GERUSALEMME - Benjamin Netanyahu e Donald Trump si trovano su una rotta di collisione dopo l’intesa preliminare tra Stati Uniti e Iran per fermare la guerra.

Il primo ministro israeliano aveva puntato sul conflitto congiunto con Washington per colpire il regime iraniano, rafforzare la propria immagine interna e presentarsi come l’artefice di una nuova architettura regionale fondata sull’asse Usa-Israele. Il risultato, almeno per ora, è più ambiguo.

Trump vuole uscire dal conflitto. Netanyahu teme invece che la tregua congeli le mani di Israele proprio mentre restano aperti i dossier che per Gerusalemme contano di più: il programma nucleare iraniano, i missili di Teheran, Hezbollah in Libano e la rete di gruppi armati nella regione.

In pubblico, i funzionari israeliani mantengono cautela, per non alienarsi l’alleato americano. In privato, però, il giudizio è severo. Un alto funzionario israeliano ha definito l’accordo preliminare “terribile per Israele”, sostenendo che nessuno nella leadership del Paese lo veda diversamente, dal primo ministro al capo di stato maggiore.

Washington sostiene che i prossimi 60 giorni, coperti dal cessate il fuoco, serviranno a negoziare i termini completi dell’intesa, con particolare attenzione al programma nucleare iraniano. Ma alcuni funzionari israeliani ritengono probabile un’estensione del periodo negoziale, forse fino a 90 giorni. Il rischio, dal loro punto di vista, è che Israele resti vincolato sul piano militare mentre le sue principali preoccupazioni restano senza risposta.
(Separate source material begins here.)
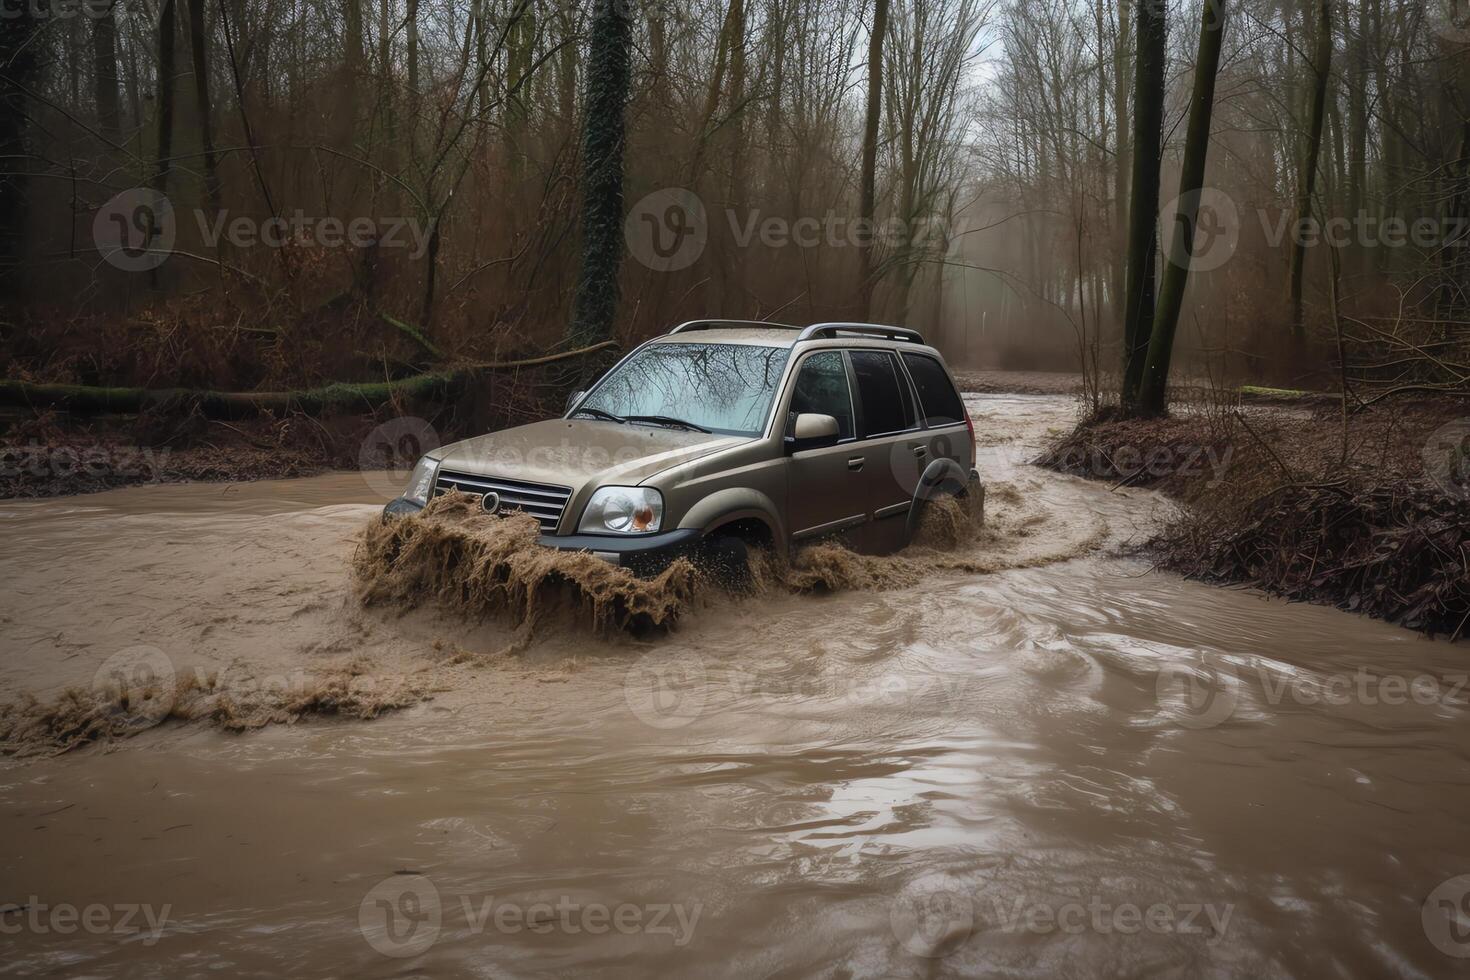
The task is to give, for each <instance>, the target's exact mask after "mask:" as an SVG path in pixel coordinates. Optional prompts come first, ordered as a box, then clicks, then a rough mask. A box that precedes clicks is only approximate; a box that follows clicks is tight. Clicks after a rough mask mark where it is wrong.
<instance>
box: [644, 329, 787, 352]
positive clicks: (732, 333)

Il punto più delicato è il Libano. Netanyahu e Trump si sono già scontrati più volte sul rifiuto israeliano di limitare le operazioni contro Hezbollah, sostenuto dall’Iran. All’inizio del mese, secondo quanto riferito, Trump avrebbe ripreso con durezza Netanyahu al telefono, ordinandogli di non colpire Beirut mentre Washington cercava un accordo con Teheran. Israele sospese gli attacchi quel giorno, ma colpì i sobborghi meridionali della capitale libanese una settimana dopo. Ne seguirono lanci missilistici iraniani contro Israele e una reprimenda pubblica di Trump verso entrambe le parti.
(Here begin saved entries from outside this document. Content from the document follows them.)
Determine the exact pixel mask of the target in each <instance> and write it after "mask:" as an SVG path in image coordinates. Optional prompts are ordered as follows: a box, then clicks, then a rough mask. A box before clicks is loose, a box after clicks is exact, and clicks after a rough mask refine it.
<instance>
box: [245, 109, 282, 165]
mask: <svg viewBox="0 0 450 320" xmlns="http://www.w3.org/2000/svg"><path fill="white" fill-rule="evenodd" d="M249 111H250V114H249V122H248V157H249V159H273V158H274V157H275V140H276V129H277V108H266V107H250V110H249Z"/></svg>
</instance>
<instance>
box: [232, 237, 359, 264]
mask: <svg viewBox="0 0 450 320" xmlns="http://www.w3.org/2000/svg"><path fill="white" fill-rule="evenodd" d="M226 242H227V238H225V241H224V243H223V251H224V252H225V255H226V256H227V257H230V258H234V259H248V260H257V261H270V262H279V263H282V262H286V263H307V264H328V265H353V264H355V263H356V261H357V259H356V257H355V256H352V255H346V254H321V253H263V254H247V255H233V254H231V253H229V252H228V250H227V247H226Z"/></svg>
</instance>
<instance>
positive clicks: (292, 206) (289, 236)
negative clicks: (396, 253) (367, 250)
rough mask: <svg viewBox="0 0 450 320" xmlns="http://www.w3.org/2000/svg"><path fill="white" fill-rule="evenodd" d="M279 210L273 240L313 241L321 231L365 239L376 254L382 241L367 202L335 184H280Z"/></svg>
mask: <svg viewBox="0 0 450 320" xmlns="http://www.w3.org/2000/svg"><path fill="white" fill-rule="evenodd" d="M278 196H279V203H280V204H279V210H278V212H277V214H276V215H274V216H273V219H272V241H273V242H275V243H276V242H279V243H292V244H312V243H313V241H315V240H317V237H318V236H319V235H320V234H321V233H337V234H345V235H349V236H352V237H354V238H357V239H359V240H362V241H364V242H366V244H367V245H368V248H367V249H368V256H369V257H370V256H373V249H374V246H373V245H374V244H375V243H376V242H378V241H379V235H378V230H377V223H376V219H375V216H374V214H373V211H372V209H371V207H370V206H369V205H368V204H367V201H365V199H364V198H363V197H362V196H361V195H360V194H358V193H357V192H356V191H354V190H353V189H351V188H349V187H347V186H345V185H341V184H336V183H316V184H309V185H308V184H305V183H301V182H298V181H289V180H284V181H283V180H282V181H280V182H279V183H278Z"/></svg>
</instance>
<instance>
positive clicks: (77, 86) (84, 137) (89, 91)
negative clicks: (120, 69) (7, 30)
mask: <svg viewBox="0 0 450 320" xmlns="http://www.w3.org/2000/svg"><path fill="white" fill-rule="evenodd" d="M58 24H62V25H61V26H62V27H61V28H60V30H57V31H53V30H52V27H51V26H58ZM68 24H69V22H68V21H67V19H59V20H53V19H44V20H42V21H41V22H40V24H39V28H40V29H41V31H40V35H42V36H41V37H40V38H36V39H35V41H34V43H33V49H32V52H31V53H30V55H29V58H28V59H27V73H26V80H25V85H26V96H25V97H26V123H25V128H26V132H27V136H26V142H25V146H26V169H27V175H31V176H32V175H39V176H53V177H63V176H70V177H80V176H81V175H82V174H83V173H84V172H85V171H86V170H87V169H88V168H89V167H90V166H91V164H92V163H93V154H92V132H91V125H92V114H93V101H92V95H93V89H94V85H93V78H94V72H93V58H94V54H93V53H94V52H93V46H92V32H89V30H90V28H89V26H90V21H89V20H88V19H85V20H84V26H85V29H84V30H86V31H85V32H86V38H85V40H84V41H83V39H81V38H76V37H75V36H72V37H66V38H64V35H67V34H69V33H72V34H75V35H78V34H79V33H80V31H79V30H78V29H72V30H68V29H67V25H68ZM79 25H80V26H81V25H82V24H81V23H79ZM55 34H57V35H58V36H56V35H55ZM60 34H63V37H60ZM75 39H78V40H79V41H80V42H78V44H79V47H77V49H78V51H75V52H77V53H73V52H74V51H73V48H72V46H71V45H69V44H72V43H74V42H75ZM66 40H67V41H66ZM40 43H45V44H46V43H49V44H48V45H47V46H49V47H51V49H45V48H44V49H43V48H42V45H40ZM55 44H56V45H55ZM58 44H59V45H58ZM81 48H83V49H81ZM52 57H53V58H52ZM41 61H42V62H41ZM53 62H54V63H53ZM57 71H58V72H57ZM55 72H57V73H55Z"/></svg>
A poche ore dall’annuncio dell’intesa tra Stati Uniti e Iran, Israele ha colpito nuovamente Beirut dopo razzi lanciati dal Libano verso il territorio israeliano. Trump ha descritto quel fuoco come “minuscolo e senza importanza”. Per Netanyahu, invece, la questione resta direttamente legata alla sicurezza dei cittadini del nord di Israele.

In una conferenza stampa a Gerusalemme, il primo ministro ha ammesso divergenze con Trump, ma ha rivendicato la propria autonomia. “Lui è il presidente degli Stati Uniti, io sono il primo ministro di Israele - ha detto -. Molte volte vediamo le cose allo stesso modo e altre meno. Io sono responsabile degli interessi di sicurezza di Israele”.

L’accordo dovrebbe essere firmato venerdì in Svizzera. Il Pakistan, mediatore del negoziato, ha indicato che il patto prevede la cessazione permanente delle operazioni militari su tutti i fronti, incluso il Libano. Netanyahu ha però detto che Israele manterrà le proprie forze nel sud del Libano e la “libertà d’azione” contro Hezbollah.

La tregua riaprirebbe lo Stretto di Hormuz, nodo essenziale per il petrolio, ma rinvierebbe il futuro del programma nucleare iraniano a un negoziato di 60 giorni. Resterebbero fuori, almeno per ora, due temi che Netanyahu e Trump avevano indicato come giustificazioni del conflitto: i missili iraniani e il sostegno di Teheran ai gruppi armati regionali.

Per Netanyahu, il problema è anche politico. Le elezioni d’autunno si avvicinano e i sondaggi lo danno in difficoltà. Per anni ha venduto agli israeliani la propria capacità di trattare con Trump come un vantaggio unico. Durante il primo mandato del presidente americano ottenne lo spostamento dell’ambasciata USA a Gerusalemme, gli Accordi di Abramo e l’uscita americana dall’intesa nucleare voluta da Barack Obama. Ora l’accordo con l’Iran incrina quella narrazione.

Secondo l’Israel Democracy Institute, solo il 41% degli ebrei israeliani ritiene che la sicurezza di Israele sia una priorità centrale per Trump, contro il 64% registrato a marzo. Netanyahu può evitare lo scontro aperto con Washington. Ma difficilmente potrà presentare questa tregua come una vittoria.